A 40-year-old San Jose woman has been charged with a hate crime for allegedly attacking McDonald’s employees and calling them “stupid” and “f*cking Mexicans.”
According to the Santa Clara County District Attorney’s Office, the incident happened at 6:45am Saturday after two staffers asked Alena Jenkins to leave the Mountain View eatery because she refused repeated requests to don a face mask.
When the cashier finally asked her to leave the premises for violating the restaurant’s pandemic-safety protocols, prosecutors say Jenkins responded by saying, “F*cking Mexican! Go ahead and call the cops!”
When Mountain View police were called, as she requested, authorities say Jenkins shoved a plexiglass shield and sign at the cashier.
At that point, a McDonald’s manager intervened and echoed the employee’s demands that Jenkins leave. Jenkins, authorities say, then walked around the service counter, called the supervisor a “stupid Mexican” and swung a closed fist at his arm and shoulder.
Even after police arrived, Jenkins continued spewing racist comments about the McDonald’s workers, calling them “dumb Mexicans … who don’t know how to speak English,” according to prosecutors.
Jenkins is set to be arraigned today on misdemeanor counts of hate crime and battery.
“Targeting people because of their perceived ethnicity is not just a shame, it’s a crime,” DA Jeff Rosen said in a press release. “There is no excuse for hatred.”
A Broader Trend
The case against Jenkins comes just a couple weeks after the DA filed a hate crime charge against another San Jose resident—32-year-old Johan Strydom—for allegedly attacking an Asian-American woman on March 10 at the Diridon Station.
Reported hate incidents against Asian-Americans have dominated headlines for being on the rise since the start of the pandemic, but data show that such attacks on other minority groups have been trending upward as well.
According to FBI statistics, law enforcement-documented hate crimes rose to their highest level in a decade in the past couple years. The federal agency’s hate crimes report for 2019 showed that the uptick was slight—barely 3 percent—but that the crimes were more violent and deadly than the years prior.
According to the same FBI tally, 2019 marked the third consecutive year with more than 7,000 reported hate crimes—a level not seen since 2008.
In 2020, xenophobia against people of Asian descent skyrocketed, according to data collected by advocacy nonprofit Stop AAPI Hate, which documented 3,800 physical attacks, slurs, shunning and other apparently hate-inspired incidents in the span of the five first months of the pandemic. It marked an uptick of 800 incidents compared to those same five months in 2019, the organization found.

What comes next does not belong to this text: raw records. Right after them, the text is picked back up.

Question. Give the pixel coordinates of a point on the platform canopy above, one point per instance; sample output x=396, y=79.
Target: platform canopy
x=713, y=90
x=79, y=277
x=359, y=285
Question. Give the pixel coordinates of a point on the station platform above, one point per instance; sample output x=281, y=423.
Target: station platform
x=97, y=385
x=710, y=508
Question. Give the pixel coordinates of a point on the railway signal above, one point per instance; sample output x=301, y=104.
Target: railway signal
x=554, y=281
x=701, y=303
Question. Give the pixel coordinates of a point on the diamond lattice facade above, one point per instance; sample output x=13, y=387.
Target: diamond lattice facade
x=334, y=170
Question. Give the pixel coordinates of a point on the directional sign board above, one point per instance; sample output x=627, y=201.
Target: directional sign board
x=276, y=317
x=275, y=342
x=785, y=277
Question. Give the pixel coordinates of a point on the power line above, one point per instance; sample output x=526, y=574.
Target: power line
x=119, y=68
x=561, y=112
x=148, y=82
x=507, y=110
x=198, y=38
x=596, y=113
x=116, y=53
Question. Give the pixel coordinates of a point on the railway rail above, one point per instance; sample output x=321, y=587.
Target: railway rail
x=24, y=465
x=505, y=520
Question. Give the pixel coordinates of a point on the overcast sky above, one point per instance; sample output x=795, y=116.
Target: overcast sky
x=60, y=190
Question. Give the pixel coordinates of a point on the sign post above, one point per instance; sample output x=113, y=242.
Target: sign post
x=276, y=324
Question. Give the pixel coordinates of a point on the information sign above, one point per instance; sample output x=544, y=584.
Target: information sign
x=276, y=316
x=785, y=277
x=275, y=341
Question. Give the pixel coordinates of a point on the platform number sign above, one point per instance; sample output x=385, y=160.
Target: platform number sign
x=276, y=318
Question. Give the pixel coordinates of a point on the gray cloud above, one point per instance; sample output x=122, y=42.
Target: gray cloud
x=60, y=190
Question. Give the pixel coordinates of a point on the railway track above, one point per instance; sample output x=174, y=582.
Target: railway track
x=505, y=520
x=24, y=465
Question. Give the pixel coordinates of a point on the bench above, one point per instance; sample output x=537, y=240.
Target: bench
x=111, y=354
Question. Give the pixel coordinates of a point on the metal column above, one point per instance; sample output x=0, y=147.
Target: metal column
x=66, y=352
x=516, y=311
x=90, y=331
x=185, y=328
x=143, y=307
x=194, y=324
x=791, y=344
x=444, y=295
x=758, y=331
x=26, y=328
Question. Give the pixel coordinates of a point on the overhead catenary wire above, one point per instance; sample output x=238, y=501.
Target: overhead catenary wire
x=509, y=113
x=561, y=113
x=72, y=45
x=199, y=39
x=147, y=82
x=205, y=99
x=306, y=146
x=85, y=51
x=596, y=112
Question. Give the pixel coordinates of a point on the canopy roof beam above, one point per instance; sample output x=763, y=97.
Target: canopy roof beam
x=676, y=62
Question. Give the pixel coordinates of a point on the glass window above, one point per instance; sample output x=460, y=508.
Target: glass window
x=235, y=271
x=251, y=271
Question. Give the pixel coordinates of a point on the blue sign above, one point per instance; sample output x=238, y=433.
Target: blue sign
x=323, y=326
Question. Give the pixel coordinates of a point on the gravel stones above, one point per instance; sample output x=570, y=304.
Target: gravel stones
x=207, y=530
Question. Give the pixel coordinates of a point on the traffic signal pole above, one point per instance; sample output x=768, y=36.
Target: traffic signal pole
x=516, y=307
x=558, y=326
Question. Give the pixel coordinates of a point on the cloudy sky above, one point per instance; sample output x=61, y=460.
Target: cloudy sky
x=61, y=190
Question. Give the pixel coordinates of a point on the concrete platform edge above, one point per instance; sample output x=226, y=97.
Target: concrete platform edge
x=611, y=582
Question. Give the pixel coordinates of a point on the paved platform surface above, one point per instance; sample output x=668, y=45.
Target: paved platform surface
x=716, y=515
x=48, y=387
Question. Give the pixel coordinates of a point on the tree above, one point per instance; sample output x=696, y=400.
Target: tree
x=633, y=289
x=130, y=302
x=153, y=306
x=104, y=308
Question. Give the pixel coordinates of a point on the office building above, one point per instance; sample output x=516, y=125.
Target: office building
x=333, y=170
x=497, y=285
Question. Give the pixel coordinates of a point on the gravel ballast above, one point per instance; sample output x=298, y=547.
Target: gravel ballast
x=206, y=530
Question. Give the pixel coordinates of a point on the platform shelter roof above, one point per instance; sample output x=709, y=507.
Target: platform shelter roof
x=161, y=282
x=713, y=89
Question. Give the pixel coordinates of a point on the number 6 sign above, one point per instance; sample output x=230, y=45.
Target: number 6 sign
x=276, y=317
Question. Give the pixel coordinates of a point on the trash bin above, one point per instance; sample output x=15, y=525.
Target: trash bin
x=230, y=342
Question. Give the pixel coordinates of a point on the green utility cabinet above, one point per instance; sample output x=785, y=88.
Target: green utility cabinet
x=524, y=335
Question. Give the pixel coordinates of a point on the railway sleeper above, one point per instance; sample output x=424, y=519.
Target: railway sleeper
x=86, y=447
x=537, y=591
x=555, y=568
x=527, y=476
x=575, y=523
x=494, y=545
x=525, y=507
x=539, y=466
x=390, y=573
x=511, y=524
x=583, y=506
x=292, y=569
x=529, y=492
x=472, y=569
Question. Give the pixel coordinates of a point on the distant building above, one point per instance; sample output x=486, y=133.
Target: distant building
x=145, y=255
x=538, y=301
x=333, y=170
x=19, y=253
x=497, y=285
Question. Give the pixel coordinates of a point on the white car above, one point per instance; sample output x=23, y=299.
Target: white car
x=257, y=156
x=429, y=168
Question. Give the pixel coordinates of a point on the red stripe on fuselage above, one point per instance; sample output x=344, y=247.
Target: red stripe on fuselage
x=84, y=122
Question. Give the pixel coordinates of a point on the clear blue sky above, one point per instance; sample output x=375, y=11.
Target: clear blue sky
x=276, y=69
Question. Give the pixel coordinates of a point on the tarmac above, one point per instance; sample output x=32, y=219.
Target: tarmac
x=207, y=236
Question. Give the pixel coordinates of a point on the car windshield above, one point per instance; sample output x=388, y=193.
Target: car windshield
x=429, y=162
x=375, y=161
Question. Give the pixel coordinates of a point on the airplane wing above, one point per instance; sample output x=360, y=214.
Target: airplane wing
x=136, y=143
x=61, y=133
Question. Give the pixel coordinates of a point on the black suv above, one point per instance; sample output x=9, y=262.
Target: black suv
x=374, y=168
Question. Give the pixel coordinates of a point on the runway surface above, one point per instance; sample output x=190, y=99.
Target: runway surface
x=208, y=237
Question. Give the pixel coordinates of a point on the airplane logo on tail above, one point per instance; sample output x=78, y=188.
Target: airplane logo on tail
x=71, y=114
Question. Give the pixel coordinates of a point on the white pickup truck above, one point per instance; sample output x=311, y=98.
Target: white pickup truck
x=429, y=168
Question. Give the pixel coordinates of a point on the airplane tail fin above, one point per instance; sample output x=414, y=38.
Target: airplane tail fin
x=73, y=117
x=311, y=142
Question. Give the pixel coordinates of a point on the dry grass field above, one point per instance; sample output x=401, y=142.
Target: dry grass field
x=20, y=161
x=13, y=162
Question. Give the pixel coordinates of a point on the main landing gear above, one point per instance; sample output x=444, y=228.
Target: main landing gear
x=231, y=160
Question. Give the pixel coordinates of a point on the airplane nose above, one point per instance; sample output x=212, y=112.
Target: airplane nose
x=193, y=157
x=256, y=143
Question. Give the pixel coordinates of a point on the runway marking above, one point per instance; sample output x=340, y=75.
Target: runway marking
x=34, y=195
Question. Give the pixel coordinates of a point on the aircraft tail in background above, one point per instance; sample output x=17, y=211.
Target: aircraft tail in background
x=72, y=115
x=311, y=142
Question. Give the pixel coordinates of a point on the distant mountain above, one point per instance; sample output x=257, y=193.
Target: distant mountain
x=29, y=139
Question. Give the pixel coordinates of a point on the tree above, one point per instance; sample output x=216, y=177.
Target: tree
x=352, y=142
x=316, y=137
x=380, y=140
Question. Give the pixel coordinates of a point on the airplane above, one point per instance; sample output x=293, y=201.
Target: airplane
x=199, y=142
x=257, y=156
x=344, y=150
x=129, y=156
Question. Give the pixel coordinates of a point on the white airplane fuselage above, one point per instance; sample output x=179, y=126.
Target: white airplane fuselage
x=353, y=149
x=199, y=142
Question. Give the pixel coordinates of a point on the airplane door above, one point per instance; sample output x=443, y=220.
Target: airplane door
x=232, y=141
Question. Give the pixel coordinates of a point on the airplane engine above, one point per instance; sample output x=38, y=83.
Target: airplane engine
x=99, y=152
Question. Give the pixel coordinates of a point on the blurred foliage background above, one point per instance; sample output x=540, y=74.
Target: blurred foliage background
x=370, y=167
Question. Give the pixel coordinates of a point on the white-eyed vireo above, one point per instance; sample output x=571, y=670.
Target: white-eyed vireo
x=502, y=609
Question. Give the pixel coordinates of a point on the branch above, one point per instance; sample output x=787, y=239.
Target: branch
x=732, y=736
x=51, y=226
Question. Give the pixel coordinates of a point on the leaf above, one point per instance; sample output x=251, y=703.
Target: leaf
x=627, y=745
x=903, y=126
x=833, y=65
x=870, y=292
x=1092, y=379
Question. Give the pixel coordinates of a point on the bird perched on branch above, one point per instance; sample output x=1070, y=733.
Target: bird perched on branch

A disproportionate number of anti-Asian attacks have targeted women, a trend brought into stark relief when a white gunman killed eight people in a shooting rampage that targeted massage parlors largely staffed by Asian immigrants.
Six of the victims were Asian women.
The massacre sparked a national conversation about the tragic consequences of overlapping hatreds such as racism, misogyny and discrimination against sex workers.
In the South Bay, community leaders have held multiple rallies to denounce anti-Asian discrimination. Meanwhile, some local lawmakers have introduced proposals to address the uptick in reported hate-related incidents.
On Tuesday, Santa Clara County Supervisor Otto Lee—a Chinese-American with family roots in Hong Kong—unveiled a plan to research anti-Asian incidents in the South Bay and to create a public education campaign to discourage such attacks.
The supervisor also called on law enforcement to invest more resources into protecting Asian-owned businesses and residents, who comprise some 800,000 of the county’s 2 million residents. Lee also proposed a series of town halls to give the local Asian community a chance to talk about hate incidents that may have gone unreported because of language barriers or fear of retaliation.
County staff plans to report back on those referrals, with recommendations about how fund them, at a Board of Supervisors session in May.